How many households have this kind of income? The president's does, and with only two kids. The president is taxing himself. Good. But all the rest of the U.S. government's operating expenses are being paid by AIG bonus recipients, the ten or a dozen hedge fund managers who aren't in jail yet, a couple of "debt restructuring" scam artists advertising at 3 A.M. on the Food Channel, and Bill Gates.

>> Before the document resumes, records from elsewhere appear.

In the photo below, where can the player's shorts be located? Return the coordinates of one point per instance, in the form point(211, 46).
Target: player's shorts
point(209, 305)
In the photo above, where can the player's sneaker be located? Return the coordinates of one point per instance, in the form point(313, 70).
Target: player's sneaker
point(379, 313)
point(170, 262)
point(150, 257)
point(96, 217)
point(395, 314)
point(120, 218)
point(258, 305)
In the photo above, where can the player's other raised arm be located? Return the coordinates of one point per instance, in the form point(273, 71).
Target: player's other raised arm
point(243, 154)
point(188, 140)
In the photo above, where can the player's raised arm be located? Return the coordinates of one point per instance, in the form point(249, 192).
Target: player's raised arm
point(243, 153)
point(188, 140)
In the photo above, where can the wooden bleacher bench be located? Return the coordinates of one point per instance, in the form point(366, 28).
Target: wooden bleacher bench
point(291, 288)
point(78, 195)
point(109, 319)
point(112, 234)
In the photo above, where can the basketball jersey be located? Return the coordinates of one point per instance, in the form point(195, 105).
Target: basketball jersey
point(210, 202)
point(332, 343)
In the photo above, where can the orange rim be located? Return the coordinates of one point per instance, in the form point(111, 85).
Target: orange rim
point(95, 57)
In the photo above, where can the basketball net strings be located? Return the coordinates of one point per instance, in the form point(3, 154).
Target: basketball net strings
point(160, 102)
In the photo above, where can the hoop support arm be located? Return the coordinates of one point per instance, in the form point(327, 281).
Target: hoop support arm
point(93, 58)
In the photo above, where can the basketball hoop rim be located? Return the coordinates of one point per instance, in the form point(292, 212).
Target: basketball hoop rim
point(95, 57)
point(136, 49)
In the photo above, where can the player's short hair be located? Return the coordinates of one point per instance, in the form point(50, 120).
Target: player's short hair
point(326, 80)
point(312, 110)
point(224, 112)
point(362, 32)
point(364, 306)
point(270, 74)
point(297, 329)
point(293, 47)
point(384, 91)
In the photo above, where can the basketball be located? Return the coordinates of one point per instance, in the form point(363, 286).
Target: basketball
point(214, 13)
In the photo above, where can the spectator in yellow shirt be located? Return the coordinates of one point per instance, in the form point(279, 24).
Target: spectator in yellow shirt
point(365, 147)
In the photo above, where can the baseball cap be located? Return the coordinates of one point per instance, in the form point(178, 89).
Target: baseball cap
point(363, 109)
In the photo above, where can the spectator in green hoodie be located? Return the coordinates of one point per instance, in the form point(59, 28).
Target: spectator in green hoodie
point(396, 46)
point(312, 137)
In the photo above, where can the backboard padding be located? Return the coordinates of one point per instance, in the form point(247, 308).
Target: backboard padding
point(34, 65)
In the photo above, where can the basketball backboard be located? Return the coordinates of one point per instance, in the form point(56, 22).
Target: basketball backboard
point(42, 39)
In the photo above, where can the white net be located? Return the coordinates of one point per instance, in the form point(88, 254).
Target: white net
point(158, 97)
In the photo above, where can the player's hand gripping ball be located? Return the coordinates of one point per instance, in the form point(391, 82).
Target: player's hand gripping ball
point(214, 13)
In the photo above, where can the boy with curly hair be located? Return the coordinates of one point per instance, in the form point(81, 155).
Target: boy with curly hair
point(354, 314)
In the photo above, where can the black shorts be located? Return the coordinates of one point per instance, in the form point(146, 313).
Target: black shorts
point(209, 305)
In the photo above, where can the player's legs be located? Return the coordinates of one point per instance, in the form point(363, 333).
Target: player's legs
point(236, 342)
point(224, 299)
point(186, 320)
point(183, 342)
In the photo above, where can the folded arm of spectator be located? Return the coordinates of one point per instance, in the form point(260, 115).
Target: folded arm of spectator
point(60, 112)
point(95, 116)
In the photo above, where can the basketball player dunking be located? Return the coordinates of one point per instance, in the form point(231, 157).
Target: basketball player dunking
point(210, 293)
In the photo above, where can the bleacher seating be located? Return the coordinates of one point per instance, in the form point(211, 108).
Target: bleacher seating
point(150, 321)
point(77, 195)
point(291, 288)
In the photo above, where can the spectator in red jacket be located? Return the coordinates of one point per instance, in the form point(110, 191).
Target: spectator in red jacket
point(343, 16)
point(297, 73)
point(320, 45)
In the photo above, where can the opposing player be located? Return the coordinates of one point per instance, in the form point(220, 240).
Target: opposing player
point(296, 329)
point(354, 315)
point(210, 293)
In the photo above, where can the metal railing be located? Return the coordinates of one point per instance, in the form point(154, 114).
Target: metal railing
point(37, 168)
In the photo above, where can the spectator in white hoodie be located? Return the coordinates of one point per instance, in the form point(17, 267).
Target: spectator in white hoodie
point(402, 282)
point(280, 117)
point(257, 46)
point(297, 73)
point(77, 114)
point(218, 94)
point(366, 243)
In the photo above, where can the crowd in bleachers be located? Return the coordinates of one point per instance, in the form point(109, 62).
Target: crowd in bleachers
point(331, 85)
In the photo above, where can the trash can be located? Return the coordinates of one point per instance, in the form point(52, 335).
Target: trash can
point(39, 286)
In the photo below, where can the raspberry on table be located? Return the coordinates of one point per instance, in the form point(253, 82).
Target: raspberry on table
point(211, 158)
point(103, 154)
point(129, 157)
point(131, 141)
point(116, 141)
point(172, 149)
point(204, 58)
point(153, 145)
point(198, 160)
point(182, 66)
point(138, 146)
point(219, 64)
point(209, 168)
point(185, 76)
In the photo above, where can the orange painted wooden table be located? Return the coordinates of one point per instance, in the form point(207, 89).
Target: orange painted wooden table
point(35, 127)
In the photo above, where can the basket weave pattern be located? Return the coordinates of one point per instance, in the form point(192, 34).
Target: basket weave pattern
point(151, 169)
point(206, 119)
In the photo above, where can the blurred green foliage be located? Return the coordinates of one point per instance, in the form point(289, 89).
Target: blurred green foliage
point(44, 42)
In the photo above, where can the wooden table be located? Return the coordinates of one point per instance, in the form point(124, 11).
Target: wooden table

America's grossly unfair tax system won't lead to class war. Or, if it does, the war will be brief. There are millions upon millions of us Sponge Bobs and relatively few of the sucker fish we're soaking. On the other hand, young people--with no dependents except their Twitter followers--need to earn only double their age to be ladling gravy to Uncle. These are the devotees of the multi-culti who most adore super-diverse Barack, and they're being "bled white," as it were. They could turn on the president if they started thinking about this--or anything else.

The rest of us are in clover. True, we have to "give" 25.7 percent of our work week to the IRS. That's 10 hours, 16 minutes, and 48 seconds. Call it all of Wednesday and most of Thursday morning. But nothing gets done on Monday or Friday. Tuesday we had to go get our kid from school because a peanut was discovered in the food dish of the 5th grade's gerbil and the whole building had to be hypo-allergenicized. On Thursday, after an early lunch, we left the computer on in our cubicle, draped our suit jacket over the back of our chair, and went and caught a Nationals game. So we shouldn't worry that out-of-control government spending or an insane tax structure will destroy the American economy--because we have government jobs.